On joue l’Intérieur d’un ménage républicain, la Suite de l’intérieur d’un ménage républicain, l’Epoux républicain, la Nourrice Républicaine, l’Hospitalité républicaine, le Fermier républicain, les Salpêtriers républicains, par un chef du bureau des poudres. C’est dans l’Époux républicain que le serrurier Franklin définit le vrai républicain. « Qu’est-ce qu’un républicain ? C’est le défenseur des lois sons lesquelles nulle société ne peut subsister ! l’ami des mœurs, sans lesquelles l’impudent cynique dépraverait toute société ; le protecteur de l’égalité, sans laquelle les titres usurpés, les grandeurs factices et quelques individus écraseraient le reste de la société. » C’est tout simplement le portrait de « l’homme révolutionnaire, » tel que l’a tracé le vertueux Saint-Just dans un discours tristement célèbre (26 germinal an II) sur la police générale.

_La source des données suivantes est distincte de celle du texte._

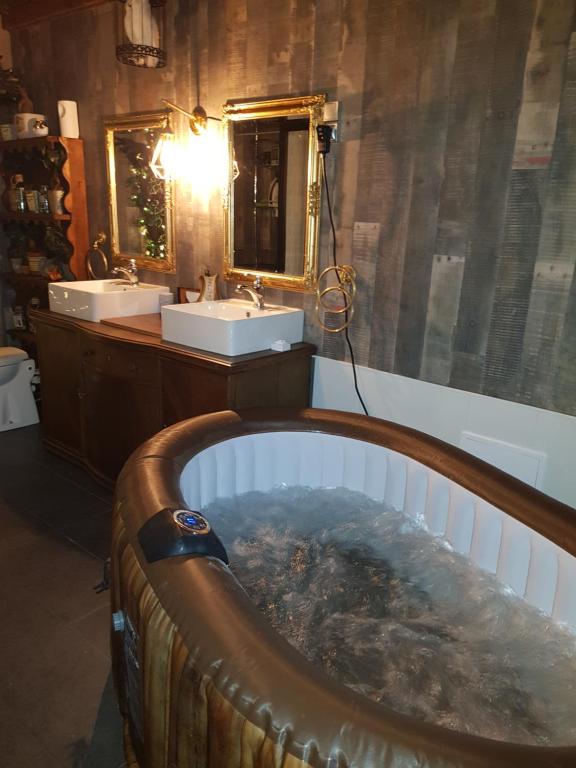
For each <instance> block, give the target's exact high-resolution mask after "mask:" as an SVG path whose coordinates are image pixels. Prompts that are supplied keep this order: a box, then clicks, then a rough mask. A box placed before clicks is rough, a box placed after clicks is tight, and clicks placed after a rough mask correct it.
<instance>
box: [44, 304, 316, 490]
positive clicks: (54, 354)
mask: <svg viewBox="0 0 576 768" xmlns="http://www.w3.org/2000/svg"><path fill="white" fill-rule="evenodd" d="M31 314H32V316H33V319H34V322H35V324H36V326H37V329H38V353H39V365H40V375H41V383H42V414H41V421H42V430H43V439H44V442H45V444H46V445H47V446H48V447H49V448H51V449H52V450H54V451H55V452H57V453H59V454H61V455H64V456H66V457H67V458H71V459H73V460H75V461H77V462H80V463H82V464H83V465H84V466H85V467H86V468H87V469H88V470H89V471H90V472H91V473H92V474H93V475H94V476H95V477H96V478H97V479H99V480H101V481H103V482H104V483H106V484H113V483H114V480H115V479H116V477H117V475H118V473H119V472H120V470H121V469H122V466H123V465H124V463H125V461H126V460H127V459H128V457H129V456H130V454H131V453H132V451H133V450H135V449H136V448H137V447H138V446H139V445H140V444H141V443H143V442H144V441H145V440H147V439H148V438H149V437H152V435H154V434H156V433H157V432H159V431H160V430H161V429H163V428H164V427H167V426H169V425H170V424H174V423H176V422H177V421H181V420H183V419H186V418H190V417H192V416H197V415H199V414H202V413H209V412H211V411H220V410H226V409H229V408H230V409H232V410H234V409H241V408H251V407H258V406H262V407H274V406H279V407H282V406H286V407H306V406H308V405H309V404H310V378H311V356H312V354H313V352H314V347H313V346H312V345H310V344H304V343H303V344H297V345H294V347H293V349H291V350H290V351H289V352H259V353H255V354H253V355H243V356H241V357H238V358H227V357H224V356H219V355H211V354H210V353H204V352H201V351H200V350H192V349H189V348H187V347H182V346H180V345H177V344H170V343H168V342H163V341H162V340H161V339H160V337H159V336H158V337H156V336H151V335H145V334H143V333H139V332H134V331H130V330H125V329H119V328H116V327H112V326H107V325H105V324H103V323H89V322H85V321H82V320H71V319H69V318H67V317H65V316H63V315H58V314H56V313H52V312H50V311H48V310H36V311H33V312H32V313H31Z"/></svg>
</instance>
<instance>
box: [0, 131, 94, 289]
mask: <svg viewBox="0 0 576 768" xmlns="http://www.w3.org/2000/svg"><path fill="white" fill-rule="evenodd" d="M44 156H45V157H44ZM58 156H59V157H58ZM0 173H1V174H2V176H3V177H4V183H5V188H6V189H5V192H4V195H3V203H4V206H3V208H4V210H2V211H0V223H2V225H3V226H4V227H5V228H9V227H10V226H11V225H13V224H20V225H21V226H23V227H25V226H27V225H29V226H30V227H36V230H35V232H34V235H35V237H38V232H39V231H40V232H43V233H44V234H45V232H46V227H47V226H50V225H55V226H57V227H58V228H59V230H60V231H61V233H62V234H63V235H64V237H65V238H66V240H67V241H68V243H69V245H70V248H71V254H70V257H69V259H68V260H67V261H66V264H67V266H68V267H69V268H70V270H71V271H72V273H73V274H74V276H75V277H77V278H78V279H80V280H82V279H85V278H86V267H85V256H86V253H87V251H88V248H89V237H88V208H87V204H86V178H85V168H84V143H83V141H82V139H69V138H66V137H63V136H42V137H36V138H31V139H15V140H13V141H2V142H0ZM16 173H20V174H22V175H23V176H24V183H25V184H26V181H27V175H28V180H29V179H30V178H32V179H33V181H34V183H35V185H36V186H37V185H38V184H45V185H46V186H50V182H51V180H52V177H53V175H54V174H57V176H58V180H59V181H60V183H61V185H62V187H63V188H64V192H65V194H64V197H63V201H62V203H63V207H64V213H62V214H52V213H49V214H48V213H34V212H32V211H11V210H9V206H8V190H9V187H10V178H11V177H12V176H13V175H14V174H16ZM40 239H42V235H40ZM38 246H39V250H41V251H46V248H45V247H44V243H43V242H39V243H38ZM46 255H47V256H50V253H49V252H47V254H46Z"/></svg>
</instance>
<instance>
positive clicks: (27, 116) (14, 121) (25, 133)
mask: <svg viewBox="0 0 576 768" xmlns="http://www.w3.org/2000/svg"><path fill="white" fill-rule="evenodd" d="M45 121H46V117H45V115H35V114H33V113H32V112H18V113H17V114H15V115H14V125H15V126H16V138H18V139H30V138H32V137H33V136H37V135H38V134H37V133H35V129H36V126H37V124H38V123H44V122H45ZM46 133H48V129H46Z"/></svg>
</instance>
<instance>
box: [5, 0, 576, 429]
mask: <svg viewBox="0 0 576 768" xmlns="http://www.w3.org/2000/svg"><path fill="white" fill-rule="evenodd" d="M115 5H116V3H114V2H110V3H107V4H104V5H100V6H98V7H96V8H93V9H90V10H82V11H78V12H77V13H73V14H70V15H68V16H66V17H64V18H60V19H54V20H52V21H45V22H42V23H36V24H33V25H31V26H29V27H27V28H25V29H22V30H18V31H15V32H14V33H13V48H14V59H15V65H16V67H17V69H18V70H19V71H20V72H21V73H22V75H23V76H24V79H25V81H26V82H27V84H28V85H29V87H30V91H31V93H32V95H33V97H34V99H35V106H36V108H37V111H40V112H46V113H47V114H48V115H49V117H50V120H51V124H52V125H54V126H55V125H57V120H56V114H55V107H56V101H57V99H60V98H66V99H75V100H77V101H78V103H79V110H80V119H81V129H82V135H83V137H84V139H85V142H86V153H87V169H88V193H89V207H90V214H91V229H92V231H93V232H96V231H97V229H98V228H99V227H101V226H103V225H105V222H106V190H105V182H104V146H103V140H102V130H101V121H102V117H103V115H106V114H113V113H122V112H129V111H136V110H141V109H152V108H157V107H158V106H159V99H160V97H162V96H164V97H166V98H171V99H174V100H175V101H176V102H177V103H180V104H182V105H183V106H185V107H192V106H194V104H195V103H196V93H197V90H199V93H200V98H201V101H202V103H203V104H204V105H205V106H206V107H207V109H208V111H209V112H210V113H212V114H218V113H219V111H220V108H221V105H222V104H223V103H224V102H225V101H226V100H227V99H232V98H242V97H257V96H261V97H266V96H277V95H288V94H291V95H296V94H306V93H310V92H324V93H326V94H327V95H328V97H329V98H330V99H337V100H338V101H339V102H340V116H341V120H340V126H339V137H340V140H339V143H338V144H337V145H336V146H335V147H334V150H333V152H331V154H330V155H329V156H328V158H327V169H328V176H329V183H330V186H331V190H332V199H333V203H334V208H335V218H336V224H337V239H338V255H339V259H340V261H341V262H342V263H352V264H354V266H355V267H356V269H357V271H358V303H357V313H356V317H355V319H354V323H353V325H352V327H351V331H350V336H351V339H352V342H353V344H354V346H355V350H356V358H357V361H358V362H359V363H360V364H361V365H368V366H371V367H373V368H377V369H380V370H386V371H393V372H395V373H399V374H402V375H406V376H411V377H415V378H422V379H425V380H427V381H432V382H436V383H438V384H442V385H446V386H452V387H457V388H460V389H465V390H469V391H473V392H480V393H484V394H488V395H492V396H495V397H501V398H506V399H510V400H515V401H518V402H523V403H528V404H532V405H537V406H540V407H543V408H547V409H552V410H558V411H562V412H564V413H568V414H572V415H576V351H575V350H576V270H575V269H574V264H575V262H576V0H387V1H386V2H382V0H316V1H313V0H169V2H168V6H167V8H168V25H167V46H168V53H169V63H168V66H167V67H166V69H164V70H157V71H148V70H138V69H133V68H129V67H125V66H122V65H118V64H116V62H115V59H114V23H113V13H114V6H115ZM197 72H199V77H198V78H197ZM182 130H183V128H182ZM176 227H177V258H178V274H177V276H176V277H175V278H168V277H164V278H162V279H163V280H164V281H165V282H167V283H169V284H170V285H172V286H175V285H182V284H188V285H190V284H194V283H196V281H197V276H198V274H199V272H200V270H201V268H202V266H203V265H207V266H209V267H211V268H212V269H215V270H216V271H219V269H220V266H221V257H222V249H223V227H222V215H221V206H220V200H219V198H218V195H217V194H215V195H213V196H212V197H211V198H210V199H209V200H206V199H204V200H201V199H198V196H197V195H195V185H194V183H192V184H190V185H187V186H183V187H182V188H180V189H179V190H178V198H177V208H176ZM320 251H321V266H325V265H327V264H328V263H330V258H331V245H330V236H329V228H328V220H327V217H326V213H325V211H324V214H323V218H322V228H321V248H320ZM147 277H148V278H153V279H157V278H158V276H152V275H148V276H147ZM271 299H272V300H280V301H284V302H285V303H287V304H291V305H294V306H302V307H304V309H305V310H306V334H307V338H308V339H309V340H310V341H313V342H315V343H317V344H318V346H319V350H320V353H321V354H324V355H326V356H329V357H334V358H339V359H345V358H346V356H347V351H346V349H345V345H344V343H343V339H342V337H341V336H340V335H334V334H328V333H324V332H322V331H321V329H320V328H319V327H318V325H317V324H316V323H315V320H314V300H313V297H311V296H309V295H301V294H290V293H288V292H283V293H280V292H271Z"/></svg>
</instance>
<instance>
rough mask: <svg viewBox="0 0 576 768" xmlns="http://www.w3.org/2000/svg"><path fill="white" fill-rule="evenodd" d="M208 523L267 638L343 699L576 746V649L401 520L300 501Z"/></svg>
mask: <svg viewBox="0 0 576 768" xmlns="http://www.w3.org/2000/svg"><path fill="white" fill-rule="evenodd" d="M203 511H204V513H205V514H206V515H207V517H208V518H209V519H210V520H211V523H212V525H213V527H214V529H215V530H216V532H217V534H218V535H219V537H220V538H221V539H222V542H223V543H224V546H225V547H226V549H227V551H228V555H229V557H230V565H231V568H232V571H233V572H234V574H235V576H236V578H237V579H238V581H239V582H240V583H241V584H242V586H243V588H244V589H245V590H246V592H247V593H248V595H249V596H250V597H251V599H252V600H253V601H254V602H255V603H256V604H257V605H258V607H259V608H260V609H261V610H262V612H263V613H264V614H265V616H266V617H267V618H268V620H269V621H270V622H271V623H272V625H273V626H274V627H275V629H276V630H277V631H278V632H279V633H280V634H282V635H283V636H284V637H285V638H286V640H288V642H290V643H291V644H292V645H293V646H295V647H296V648H297V649H298V650H299V651H300V652H301V653H302V654H303V655H304V656H306V657H307V658H308V659H309V660H310V661H312V662H314V663H315V664H316V665H320V666H321V667H322V668H323V669H324V671H325V672H327V673H328V674H329V675H332V676H334V677H335V678H337V679H338V680H339V681H340V682H341V683H344V685H347V686H349V687H350V688H352V689H353V690H355V691H357V692H359V693H361V694H363V695H364V696H367V697H369V698H370V699H373V700H374V701H377V702H380V703H382V704H384V705H386V706H388V707H390V708H392V709H394V710H396V711H397V712H402V713H405V714H408V715H412V716H414V717H417V718H420V719H422V720H425V721H427V722H431V723H436V724H438V725H443V726H445V727H448V728H451V729H454V730H458V731H461V732H466V733H472V734H476V735H480V736H484V737H487V738H492V739H498V740H502V741H510V742H515V743H524V744H541V745H542V744H546V745H568V744H574V743H576V722H575V721H576V718H575V717H574V714H575V706H574V701H575V699H574V687H573V686H574V683H575V682H576V637H575V636H574V635H573V634H571V633H570V632H569V631H567V629H565V628H563V627H561V626H558V625H557V624H555V623H554V622H553V621H552V620H551V619H550V618H549V617H546V616H544V615H543V614H541V613H540V612H538V611H537V610H536V609H534V608H532V607H531V606H529V605H528V604H527V603H525V602H524V601H523V600H522V599H521V598H519V597H517V596H516V595H514V594H513V593H512V592H511V591H510V590H508V589H506V588H504V587H503V586H502V585H501V584H500V583H499V582H498V581H497V579H496V578H495V577H494V576H492V575H490V574H487V573H485V572H484V571H481V570H480V569H478V568H477V567H475V566H474V565H473V564H472V563H471V562H470V561H469V560H467V559H466V558H465V557H462V556H461V555H459V554H457V553H455V552H454V551H452V550H451V549H450V547H449V546H448V545H447V544H446V542H444V541H443V540H441V539H439V538H435V537H433V536H431V535H430V534H429V533H428V532H427V531H426V530H424V529H423V528H422V527H420V526H419V525H417V524H416V523H415V521H414V520H412V518H410V517H408V516H407V515H406V514H404V513H402V512H398V511H396V510H394V509H391V508H389V507H386V506H385V505H384V504H381V503H379V502H375V501H372V500H370V499H369V498H368V497H366V496H364V495H363V494H360V493H356V492H353V491H349V490H346V489H342V488H338V489H330V490H326V489H319V490H318V489H315V490H311V489H308V488H301V487H289V488H280V489H276V490H274V491H272V492H270V493H266V494H264V493H259V492H249V493H246V494H243V495H241V496H237V497H235V498H233V499H226V500H217V501H215V502H213V503H212V504H211V505H210V506H209V507H207V508H206V509H204V510H203Z"/></svg>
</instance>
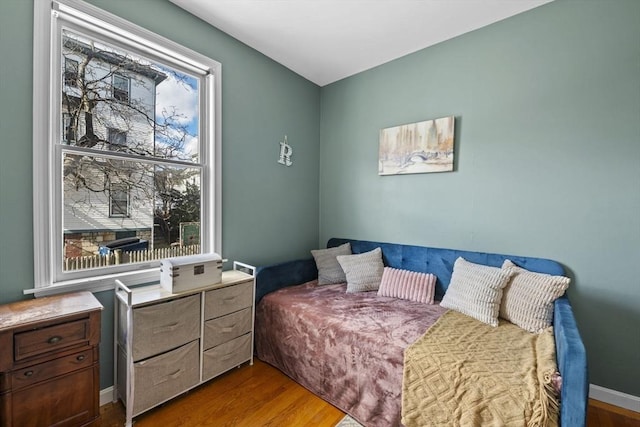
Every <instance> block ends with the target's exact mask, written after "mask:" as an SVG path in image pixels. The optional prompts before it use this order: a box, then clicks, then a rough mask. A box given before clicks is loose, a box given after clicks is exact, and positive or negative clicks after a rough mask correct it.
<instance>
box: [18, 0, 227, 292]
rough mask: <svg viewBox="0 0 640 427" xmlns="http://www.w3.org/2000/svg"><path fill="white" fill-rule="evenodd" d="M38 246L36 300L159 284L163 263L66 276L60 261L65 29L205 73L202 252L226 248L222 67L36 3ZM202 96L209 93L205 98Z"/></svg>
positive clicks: (95, 20) (118, 22)
mask: <svg viewBox="0 0 640 427" xmlns="http://www.w3.org/2000/svg"><path fill="white" fill-rule="evenodd" d="M33 3H34V46H33V153H34V154H33V181H34V184H33V207H34V208H33V244H34V288H33V289H26V290H25V293H35V294H36V296H40V295H49V294H54V293H60V292H69V291H75V290H91V291H100V290H106V289H112V288H113V286H114V280H115V279H116V278H120V279H123V280H126V282H127V283H129V284H139V283H148V282H151V281H157V280H158V279H159V261H156V262H149V263H144V264H128V265H126V266H122V265H121V266H118V269H117V271H115V272H111V271H110V272H107V273H104V272H102V273H100V275H96V273H92V272H91V271H90V270H85V273H86V274H82V275H81V276H82V277H73V276H74V275H67V274H64V275H63V274H61V273H60V268H58V267H57V266H56V263H60V262H61V260H62V251H63V248H62V246H63V233H62V219H63V215H64V214H63V206H62V179H61V174H62V171H61V164H60V163H61V162H60V161H59V159H60V156H61V155H60V153H59V152H57V151H58V150H59V147H57V144H54V141H55V139H56V138H59V137H60V135H61V132H62V129H61V127H62V123H61V122H62V120H61V119H60V118H61V110H60V104H61V93H62V88H61V85H62V84H63V81H62V80H63V79H61V78H60V71H61V70H62V65H61V59H60V58H61V47H60V40H61V32H62V29H61V28H62V26H63V24H64V23H70V24H69V25H75V26H80V27H83V26H87V27H89V28H90V29H91V31H93V32H94V33H98V34H108V35H109V37H110V39H112V40H113V39H115V40H118V41H119V42H120V43H122V44H128V43H134V44H135V46H136V49H137V50H139V51H142V52H147V53H148V54H150V55H153V56H154V57H159V58H162V61H163V62H166V63H167V64H176V65H179V66H180V67H181V68H183V69H187V70H188V71H189V72H191V73H194V74H197V75H201V76H205V77H204V78H202V79H201V80H200V81H201V84H204V90H203V91H201V92H200V93H201V96H200V105H199V108H200V119H199V120H200V121H199V123H200V129H199V137H200V139H201V144H200V156H201V157H202V160H201V163H202V166H203V167H202V184H201V191H202V196H201V197H202V198H201V230H202V236H201V245H202V252H203V253H210V252H216V253H221V249H222V183H221V178H222V148H221V140H222V129H221V111H222V109H221V94H222V87H221V74H222V66H221V64H220V63H219V62H217V61H214V60H212V59H210V58H208V57H206V56H204V55H201V54H199V53H197V52H194V51H192V50H191V49H188V48H186V47H184V46H181V45H179V44H177V43H175V42H173V41H171V40H168V39H166V38H164V37H162V36H160V35H157V34H155V33H153V32H151V31H148V30H146V29H144V28H141V27H139V26H137V25H135V24H133V23H131V22H129V21H126V20H124V19H122V18H120V17H117V16H115V15H113V14H110V13H108V12H106V11H103V10H102V9H99V8H97V7H95V6H92V5H89V4H87V3H84V2H82V1H79V0H53V1H43V0H33ZM203 94H204V96H203ZM75 276H77V274H75Z"/></svg>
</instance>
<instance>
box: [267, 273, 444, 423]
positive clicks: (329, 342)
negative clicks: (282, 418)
mask: <svg viewBox="0 0 640 427" xmlns="http://www.w3.org/2000/svg"><path fill="white" fill-rule="evenodd" d="M445 311H446V309H444V308H441V307H440V306H439V305H438V304H435V305H427V304H424V303H418V302H412V301H407V300H402V299H397V298H388V297H379V296H378V295H377V293H376V292H362V293H346V285H344V284H343V285H324V286H317V282H316V281H313V282H309V283H306V284H303V285H299V286H292V287H289V288H285V289H281V290H279V291H276V292H273V293H271V294H268V295H266V296H265V297H264V298H263V299H262V301H261V302H260V303H259V304H258V306H257V308H256V330H255V334H256V335H255V336H256V352H257V356H258V358H260V359H261V360H263V361H265V362H267V363H269V364H271V365H273V366H275V367H277V368H278V369H280V370H281V371H282V372H284V373H285V374H287V375H288V376H289V377H291V378H292V379H294V380H295V381H296V382H298V383H299V384H301V385H303V386H304V387H306V388H307V389H309V390H310V391H312V392H313V393H315V394H316V395H318V396H320V397H321V398H323V399H324V400H326V401H328V402H330V403H331V404H333V405H335V406H336V407H338V408H340V409H342V410H343V411H345V412H346V413H348V414H349V415H351V416H352V417H353V418H355V419H356V420H357V421H359V422H360V423H362V424H363V425H365V426H367V427H369V426H381V427H382V426H384V427H388V426H397V425H400V410H401V393H402V368H403V354H404V349H405V348H407V347H408V346H409V345H410V344H411V343H413V342H414V341H415V340H416V339H417V338H419V337H420V336H421V335H422V334H424V332H425V331H426V330H427V329H428V328H429V327H430V326H431V325H432V324H433V323H435V321H436V320H437V319H438V318H439V317H440V316H441V315H442V314H443V313H444V312H445Z"/></svg>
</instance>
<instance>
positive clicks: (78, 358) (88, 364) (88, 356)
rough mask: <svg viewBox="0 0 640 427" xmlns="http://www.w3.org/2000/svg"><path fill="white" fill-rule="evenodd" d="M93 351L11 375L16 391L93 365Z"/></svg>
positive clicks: (42, 365)
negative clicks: (57, 376) (40, 382)
mask: <svg viewBox="0 0 640 427" xmlns="http://www.w3.org/2000/svg"><path fill="white" fill-rule="evenodd" d="M93 363H94V360H93V350H92V349H87V350H85V351H81V352H78V353H75V354H72V355H69V356H65V357H61V358H59V359H54V360H51V361H49V362H45V363H40V364H37V365H33V366H29V367H28V368H23V369H19V370H17V371H14V372H12V373H11V376H12V383H13V388H14V389H19V388H22V387H26V386H28V385H31V384H34V383H37V382H40V381H44V380H48V379H50V378H53V377H57V376H59V375H64V374H66V373H69V372H72V371H75V370H77V369H82V368H87V367H90V366H91V365H93Z"/></svg>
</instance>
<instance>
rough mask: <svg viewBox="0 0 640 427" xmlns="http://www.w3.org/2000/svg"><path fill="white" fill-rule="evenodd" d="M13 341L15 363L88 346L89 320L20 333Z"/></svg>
mask: <svg viewBox="0 0 640 427" xmlns="http://www.w3.org/2000/svg"><path fill="white" fill-rule="evenodd" d="M13 339H14V358H15V360H16V361H18V360H22V359H26V358H28V357H32V356H37V355H40V354H44V353H49V352H52V351H57V350H61V349H64V348H66V347H71V346H74V345H82V344H87V345H88V344H89V319H82V320H76V321H73V322H67V323H61V324H59V325H54V326H49V327H46V328H41V329H34V330H31V331H26V332H20V333H17V334H15V335H14V336H13Z"/></svg>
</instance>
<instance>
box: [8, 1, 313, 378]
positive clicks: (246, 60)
mask: <svg viewBox="0 0 640 427" xmlns="http://www.w3.org/2000/svg"><path fill="white" fill-rule="evenodd" d="M41 1H44V0H41ZM90 3H92V4H94V5H96V6H98V7H101V8H103V9H105V10H107V11H109V12H112V13H114V14H116V15H118V16H121V17H123V18H125V19H128V20H129V21H131V22H134V23H136V24H138V25H140V26H142V27H145V28H147V29H149V30H151V31H154V32H156V33H158V34H160V35H162V36H164V37H167V38H169V39H171V40H173V41H176V42H178V43H181V44H183V45H184V46H187V47H189V48H191V49H193V50H195V51H197V52H200V53H202V54H204V55H207V56H209V57H210V58H212V59H214V60H216V61H218V62H220V63H222V139H223V147H222V150H223V245H222V246H223V247H222V255H223V257H225V258H228V259H229V260H242V261H245V262H248V263H252V264H256V265H260V264H266V263H272V262H276V261H283V260H285V259H290V258H298V257H302V256H307V255H308V253H309V250H310V249H312V248H314V247H315V246H316V244H317V241H318V212H319V207H318V186H319V183H318V180H319V172H318V169H319V164H318V156H319V138H320V130H319V126H320V124H319V115H320V88H319V87H318V86H316V85H315V84H313V83H310V82H309V81H307V80H305V79H304V78H302V77H300V76H298V75H297V74H295V73H293V72H291V71H290V70H288V69H286V68H285V67H283V66H282V65H280V64H277V63H275V62H274V61H272V60H270V59H268V58H267V57H265V56H264V55H262V54H260V53H258V52H257V51H255V50H253V49H250V48H249V47H247V46H246V45H244V44H242V43H240V42H238V41H237V40H235V39H233V38H231V37H229V36H228V35H226V34H224V33H222V32H220V31H218V30H216V29H214V28H213V27H211V26H210V25H208V24H206V23H205V22H203V21H201V20H199V19H197V18H195V17H193V16H192V15H190V14H188V13H187V12H185V11H183V10H182V9H180V8H178V7H176V6H175V5H173V4H172V3H170V2H169V1H167V0H136V1H129V0H93V1H90ZM0 31H1V32H0V58H3V59H2V60H1V61H0V126H1V130H0V146H1V147H2V150H3V153H2V156H0V219H1V222H2V226H0V242H3V243H2V244H0V272H2V273H1V275H0V303H5V302H10V301H16V300H19V299H23V298H25V296H24V295H23V293H22V291H23V289H28V288H32V287H33V234H32V218H33V216H32V210H33V209H38V207H37V206H33V203H32V172H33V171H32V152H33V151H32V140H31V135H32V110H31V109H32V67H33V61H32V56H33V53H32V52H33V47H32V44H33V4H32V1H31V0H3V1H1V2H0ZM285 134H286V135H288V141H289V143H290V144H291V146H292V147H293V160H294V164H293V166H291V167H289V168H286V167H284V166H282V165H279V164H278V163H277V160H278V155H279V149H280V145H279V142H280V141H282V139H283V138H284V135H285ZM274 242H277V243H278V244H274ZM97 297H98V299H99V300H100V301H101V302H102V303H103V305H104V306H105V311H104V312H103V327H102V344H101V362H102V369H101V386H102V388H105V387H108V386H110V385H111V384H113V380H112V378H113V373H112V371H113V346H112V344H111V343H112V342H113V320H112V319H113V296H112V294H111V293H110V292H100V293H98V294H97Z"/></svg>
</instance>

Là-dessus, le serrurier Franklin fuit appeler un commissaire et quatre gendarmes pour empoigner sa femme Mélisse, qui conspire avec les émigrés. Et voilà ce que c’est qu’un époux républicain ! Pompigny, « citoyen-soldat de la section l’Indivisibilité, » a trouvé cette belle invention. D’autres l’ont égaie. Dans une Reprise de Toulon, donnée en janvier 1794, un représentant du peuple s’adresse en ces termes aux soldats français : « Courage !

  1. Ce grand régénérateur est l’un des pires gredins de la révolution, Maignet, le proconsul d’Avignon.